She nodded silently.

“Honest? Not like the last time I left you?”, he teased mildly, and craned his head to look down to her, shaking her slightly to emphasize his words.

“Cross my heart”

Unable to draw the cross on her own chest, that was crashed against Jon’s, she draw it in the air with her finger.

“I’m gonna be alright…”, she added. “I might stay at John’s tomorrow night...now that mom and dad are gone”

Jon groaned his disagreement. “You should stay here, in bed…rest some more, wait until your leg heals. It’ll be nice to find you here when I get back home”.

June’s mock protest came out in the form of a sharp blow of air, and she raised her gaze to Jon’s, propping her chin on his left pec. “Bored to death?”.

Jon chuckled, pleased at June’s change of mood towards a lighter one.

“What are you gonna do at your brother’s apartment that you can’t do here? He’s coming with me…and my Nintendo is better than his”, he teased, biting the tip of his tongue and making June laugh softly and roll her eyes at his competitive, childish remark.

“I’m planning on meeting with the girls in the afternoon… it’s better if we meet at John’s place”

“But this is your house, now. You can bring ‘em ‘ere”, he suggested, stroking her cheek reassuringly.

“No, it’s not my house…this is technically your house”, she countered softly.

“Well, technically, my apartment is my children’s as well, and one of them is living inside you right now so technically, this is your house, too. Or better yet…this is our house. Are we clear?”, he finished with a faux-authoritarian tone, but his words were clearly heartfelt.

“Yes, Sir”, June tried a playful tone, but her voice betrayed the lump in her throat. “’sides…”, she resumed the more playful side of their conversation, “…with what face am I gonna look at you and tell you we spoiled your expensive carpet with Margaritas? John’s already a mess so I don’t mind”, she shrugged.

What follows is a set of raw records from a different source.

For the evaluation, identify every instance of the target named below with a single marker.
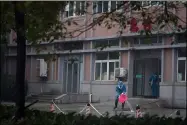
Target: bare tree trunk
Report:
(21, 56)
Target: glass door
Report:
(71, 77)
(139, 75)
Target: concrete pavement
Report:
(103, 108)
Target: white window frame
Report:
(106, 61)
(150, 5)
(158, 39)
(109, 7)
(74, 8)
(179, 59)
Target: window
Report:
(181, 38)
(100, 6)
(75, 8)
(145, 4)
(106, 43)
(105, 65)
(41, 68)
(37, 67)
(69, 46)
(144, 40)
(181, 75)
(106, 6)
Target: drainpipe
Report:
(173, 79)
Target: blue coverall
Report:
(120, 88)
(154, 79)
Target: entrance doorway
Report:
(143, 69)
(71, 77)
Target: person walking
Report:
(120, 89)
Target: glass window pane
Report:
(136, 41)
(83, 7)
(100, 43)
(116, 64)
(114, 42)
(97, 71)
(146, 3)
(100, 6)
(120, 3)
(153, 39)
(104, 71)
(113, 55)
(101, 56)
(181, 70)
(105, 6)
(94, 7)
(154, 2)
(113, 5)
(77, 11)
(181, 38)
(160, 39)
(71, 8)
(111, 71)
(182, 52)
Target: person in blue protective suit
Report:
(120, 88)
(154, 83)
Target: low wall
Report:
(37, 88)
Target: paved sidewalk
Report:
(103, 108)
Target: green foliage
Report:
(41, 20)
(8, 89)
(35, 117)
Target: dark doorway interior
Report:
(71, 77)
(143, 69)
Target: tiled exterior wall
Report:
(127, 60)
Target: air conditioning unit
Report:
(121, 72)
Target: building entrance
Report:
(143, 69)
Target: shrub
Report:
(8, 88)
(35, 117)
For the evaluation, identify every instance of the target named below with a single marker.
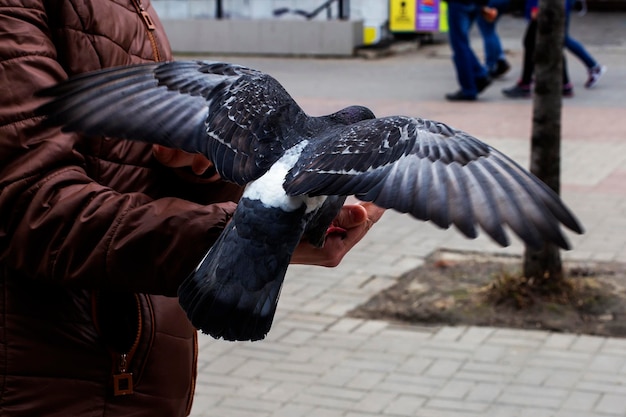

Jon laughed throatily, knowing that the hardest drink June would be taking was probably green tea, and also that any attempt at convincing her to change her mind would be nothing but an exercise in futility. “You know that if you look at me with the same face that I have in front of me right now I could forgive pretty much everything”, he said with a pucker, tracing her silky lower lip with his calloused index, forcing June to instinctively suck her lip into her mouth to avoid the ticklish feeling. 

For a moment she stared at him, thinking that it just wasn't normal to look that good after being woken up in the middle of the night. Then, noticing how his pupils became dark fire behind his lowered lids, she chuckled softly.

“You need to sleep, baby…”, she suggested with an amused smirk at his seductive stare. It wasn't precisely the middle of the night: the digital alarm clock on the nightstand read 6:03 a.m. and Jon would be resuming his solo tour schedule later that day. They had probably had no more than three hours of sleep, and the sunlight was already making its way into the bedroom through the edges of the curtains.

"Nooo...I need to be with you now, make you feel better", he whispered suggestively, tightening his embrace, making June chuckle softly and press a kiss against his pec where her cheek had been a moment before. “And I love it when you call me baby, by the way”, he said, clasping her head with one hand and pulling it closer to his lips so he could press a wet kiss against her forehead.

June couldn't help but a small, appreciative moan to rumble in her throat at Jon's affectionate gesture. 

“You know...baby...", June began with a sweet, soft tone, lifting her face so she could dive into the deep blue sea of his eyes. "I’ve been thinking about going back to the cabin, spend a few days there before it gets too cold”

“Deal", he replied hastily. "I could use a little rest after the tour is over, have you all for myself”

“You already have me all for yourself...", she clarified with a soft chortle. "But I didn’t say you could come with me”, she teased.

“Really? And what happened the last time you tried to hide from me over there?", he challenged playfully, sparing no arrogance. "I got there first, ha”, he finished with a grin.

June buried her face on Jon's shoulder to silence her soft laughter but sighed meaningfully in the end.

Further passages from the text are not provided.